The next traditional taxicab you hail in Chicago or New York City could be summoned through an Uber-like smartphone app, rather than by standing on a cold curb, whistling or shaking your arm furiously.
Officials in both cities have proposed smartphone apps to hail traditional taxicabs as one way to help cabbies and cab companies level the playing field when it comes to customers who want to find a ride by using an app on their mobile devices. Since the rise of ride-sharing services like Uber, Lyft and others, passengers have been using mobile devices more often to summon personal drivers, mostly at the expense of taxi companies that have been prevented from offering such tools by regulations written long before smartphones were ever invented.
These apps are dear to my heart. Back in college, I drove the streets of Madison, Wis., nightly, piloting a sleek, shiny traditional taxicab for Union Cab of Madison for four years. I competed against drivers of other companies for fares, but we all faced the same rules and regulations, keeping the system fair.

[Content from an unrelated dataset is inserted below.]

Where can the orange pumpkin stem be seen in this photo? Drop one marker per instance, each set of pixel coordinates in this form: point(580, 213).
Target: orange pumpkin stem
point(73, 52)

In New York City, Councilman Benjamin Kallos introduced an "e-hail" bill on Dec. 8 that would allow taxicab passengers to use a mobile app to electronically summon one of the city's 20,000 yellow cabs that traverse the city's streets, as well as additional green taxis that serve northern Manhattan, according to Sarah Anders, a Kallos spokeswoman. The proposal, which still has quite a road to travel before ever being finalized into law, has "generated a lot of interest from New Yorkers," said Anders.
Kallos' proposal came because "he wanted New Yorkers to have the opportunity to pick up yellow and green cabs on their phones conveniently," said Anders. "They know the fares [they'll be charged] in advance, and they trust yellow and green cabs. The future of e-hailing is inevitable, and we think this fits very well into that idea. We're very optimistic."
In Chicago, the city council just approved a similar taxi app, as well as several related measures aimed at helping traditional taxi companies get chances to get the business of customers who are seeking rides in newfangled ways, according to a Dec. 10 Reuters report.
The taxi apps are gaining support as traditional cab companies seek to find ways to stay in business as unregulated, nontraditional operations like Uber and Lyft work to capture their turf. Because they are not regulated like traditional taxi companies, such services can charge higher rates when the market will bear them, including when the weather is foul, and drivers are not licensed as taxi drivers, complain critics. That's not good for passengers.
This battle will continue, but hopefully, these apps can help drivers of traditional taxis who are being undercut by ride-sharing drivers who don't have to conform to the same laws and rules that regulate regular taxis. That distinction is just not fair.